Abstract
Motivation: An accurate genome assembly from short read sequencing data is critical for downstream analysis, for example allowing investigation of variants within a sequenced population. However, assembling sequencing data from virus samples, especially RNA viruses, into a genome sequence is challenging due to the combination of viral population diversity and extremely uneven read depth caused by amplification bias in the inevitable reverse transcription and polymerase chain reaction amplification process of current methods.
Results: We developed a new de novo assembler called IVA (Iterative Virus Assembler) designed specifically for read pairs sequenced at highly variable depth from RNA virus samples. We tested IVA on datasets from 140 sequenced samples from human immunodeficiency virus-1 or influenza-virus-infected people and demonstrated that IVA outperforms all other virus de novo assemblers.
Availability and implementation: The software runs under Linux, has the GPLv3 licence and is freely available from http://sanger-pathogens.github.io/iva
Contact: iva@sanger.ac.uk
Supplementary information: Supplementary data are available at Bioinformatics online.
1 Introduction
The main challenge of assembling sequence data from an RNA virus sample into a consensus sequence lies in the extremely variable read depth from current sequencing approaches combined with the extensive viral population diversity. An example is shown in Figure 1 where regions of the genome are represented with different read depths, caused by the separate reverse transcription polymerase chain reaction amplification of overlapping regions of the genome before library preparation. Further, there is a relatively high rate of single base differences in the reads throughout the genome. These properties of the data cause standard assembly algorithms to produce multiple contigs covering the same region and, more significantly, miss regions of the genome entirely (Yang et al., 2012).
Fig. 1.

Example HIV-1 assemblies. Plots show the proportion of single base differences per mapped read compared to the IVA contig, the read depth and contigs from PRICE, Trinity and VICUNA aligned to the single IVA contig. The minimum read depth is 63
Despite the availability of at least 40 genome assemblers (http://en.wikipedia.org/wiki/Sequence_assembly), VICUNA (Yang et al., 2012) and PRICE (Ruby et al., 2013) are currently the only assemblers designed for virus data.

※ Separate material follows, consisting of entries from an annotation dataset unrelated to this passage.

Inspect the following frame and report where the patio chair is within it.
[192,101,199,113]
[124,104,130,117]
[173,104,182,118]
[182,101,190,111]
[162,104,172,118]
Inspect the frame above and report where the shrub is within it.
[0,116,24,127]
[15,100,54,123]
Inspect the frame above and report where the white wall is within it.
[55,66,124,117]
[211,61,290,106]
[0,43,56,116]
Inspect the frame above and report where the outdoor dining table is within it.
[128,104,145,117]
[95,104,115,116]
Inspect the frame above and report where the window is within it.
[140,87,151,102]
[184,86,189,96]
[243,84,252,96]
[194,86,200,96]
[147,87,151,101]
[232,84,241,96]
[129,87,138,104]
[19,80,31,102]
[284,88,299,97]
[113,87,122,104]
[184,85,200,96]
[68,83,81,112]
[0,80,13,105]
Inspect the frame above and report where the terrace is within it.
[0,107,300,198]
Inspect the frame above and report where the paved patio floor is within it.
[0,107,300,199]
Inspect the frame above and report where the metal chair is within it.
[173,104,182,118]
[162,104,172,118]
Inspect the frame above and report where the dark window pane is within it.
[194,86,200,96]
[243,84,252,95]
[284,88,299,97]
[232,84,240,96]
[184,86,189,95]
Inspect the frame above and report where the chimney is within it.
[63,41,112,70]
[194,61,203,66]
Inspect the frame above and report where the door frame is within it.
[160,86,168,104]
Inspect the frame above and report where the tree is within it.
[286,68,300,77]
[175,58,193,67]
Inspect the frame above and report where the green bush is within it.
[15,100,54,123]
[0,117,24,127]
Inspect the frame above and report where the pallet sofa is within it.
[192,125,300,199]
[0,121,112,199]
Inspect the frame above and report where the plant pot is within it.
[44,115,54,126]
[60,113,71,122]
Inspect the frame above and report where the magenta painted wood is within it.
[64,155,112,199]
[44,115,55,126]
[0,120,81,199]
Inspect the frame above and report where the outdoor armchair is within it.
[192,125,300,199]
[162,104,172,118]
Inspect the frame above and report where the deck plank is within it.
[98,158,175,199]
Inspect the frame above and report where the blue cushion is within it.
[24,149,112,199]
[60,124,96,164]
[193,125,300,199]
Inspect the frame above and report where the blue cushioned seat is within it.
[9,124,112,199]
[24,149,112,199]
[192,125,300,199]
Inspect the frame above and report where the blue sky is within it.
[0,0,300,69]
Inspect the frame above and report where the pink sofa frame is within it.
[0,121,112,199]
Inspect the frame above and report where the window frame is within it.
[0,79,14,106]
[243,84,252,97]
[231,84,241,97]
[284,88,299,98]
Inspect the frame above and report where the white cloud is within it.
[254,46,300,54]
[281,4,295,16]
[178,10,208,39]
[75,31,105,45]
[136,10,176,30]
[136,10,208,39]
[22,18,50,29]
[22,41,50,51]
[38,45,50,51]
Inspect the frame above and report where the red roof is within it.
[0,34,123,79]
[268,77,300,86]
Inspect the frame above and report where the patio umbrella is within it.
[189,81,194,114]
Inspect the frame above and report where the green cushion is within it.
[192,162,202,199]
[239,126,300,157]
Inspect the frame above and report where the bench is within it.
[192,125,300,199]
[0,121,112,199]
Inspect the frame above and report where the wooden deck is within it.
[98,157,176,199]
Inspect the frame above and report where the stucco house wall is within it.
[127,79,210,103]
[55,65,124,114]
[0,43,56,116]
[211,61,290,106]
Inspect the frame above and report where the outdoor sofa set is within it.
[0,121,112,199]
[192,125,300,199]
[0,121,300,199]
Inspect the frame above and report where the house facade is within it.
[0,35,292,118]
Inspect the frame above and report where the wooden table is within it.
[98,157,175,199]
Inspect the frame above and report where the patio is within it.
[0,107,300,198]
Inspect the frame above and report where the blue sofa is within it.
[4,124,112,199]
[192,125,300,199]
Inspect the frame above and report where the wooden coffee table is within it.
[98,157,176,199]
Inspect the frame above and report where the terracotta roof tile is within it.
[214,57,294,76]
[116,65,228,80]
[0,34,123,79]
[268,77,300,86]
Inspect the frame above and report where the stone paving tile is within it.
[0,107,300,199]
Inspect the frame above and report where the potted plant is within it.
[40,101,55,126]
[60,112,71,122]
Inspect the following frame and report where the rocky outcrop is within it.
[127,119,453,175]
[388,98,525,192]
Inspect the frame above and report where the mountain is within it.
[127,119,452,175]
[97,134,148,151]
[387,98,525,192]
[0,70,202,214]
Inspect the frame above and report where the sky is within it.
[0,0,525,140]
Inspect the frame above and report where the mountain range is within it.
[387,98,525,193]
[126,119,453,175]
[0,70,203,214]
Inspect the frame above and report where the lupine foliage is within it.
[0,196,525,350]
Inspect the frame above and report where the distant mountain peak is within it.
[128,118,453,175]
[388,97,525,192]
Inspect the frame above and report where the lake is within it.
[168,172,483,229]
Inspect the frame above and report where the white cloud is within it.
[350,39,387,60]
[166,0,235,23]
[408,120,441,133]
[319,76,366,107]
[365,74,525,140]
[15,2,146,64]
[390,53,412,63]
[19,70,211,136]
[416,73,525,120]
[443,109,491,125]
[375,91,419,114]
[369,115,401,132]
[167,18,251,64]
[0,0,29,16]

VICUNA tackles the assembly problem by first clustering the reads that should belong to the same contig, using min hashes to infer similarity. Contigs are generated and then merged to form the final output. PRICE begins with seed sequences, which are iteratively extended by generating new sequence from local assemblies of reads at contig ends. In addition, the RNA-seq assembler Trinity (Grabherr et al., 2011) has been used to assemble virus data because it can handle irregular read depth. Trinity constructs de Bruijn graphs from clusters of the reads, then resolves each cluster into transcripts by tracing reads and their mates through the graphs.
Our approach is similar to that of PRICE, except we extend contigs more conservatively using consensus kmers from the reads instead of using local assemblies. Also our new assembler, called IVA (Iterative Virus Assembler), is a completely de novo assembler, whereas PRICE must be provided with seed sequences to be extended into contigs.
2 Methods
A flowchart describing the assembly process is shown in Supplementary Figure S1 and full details are in the Supplementary Material. Before assembling, adapter sequences are removed from the reads using Trimmomatic (Bolger et al., 2014), followed by the trimming of polymerase chain reaction primer sequences.
After trimming the reads, the most abundant kmer among the reads is found using kmc (Deorowicz et al., 2013). This short seed kmer is iteratively extended into a contig using reads that have a perfect match to that kmer, treating the reads as unpaired. A list of all possible extension sequences is made (one sequence per overhanging read). IVA identifies the kmer of length k among prefixes of the possible extension sequences, for largest possible k, such that the kmer appears at least 10 times and is at least four times as abundant as the next most common kmer of length k. In this way, the seed is iteratively extended until its length reaches the insert size of the read pairs.
Contigs are extended in a similar manner to that of seed kmers. Instead of using perfect string matches, reads are mapped to the contigs with SMALT (http://www.sanger.ac.uk/resources/software/smalt/). During mapping, IVA also uses SAMtools (Li et al., 2009). Reads mapped as part of a perfect pair (in the correct orientation and separated by the correct distance) and hang off a contig end are used to extend the contig. The sequence added to a contig end is constructed using the method described above for kmer extensions.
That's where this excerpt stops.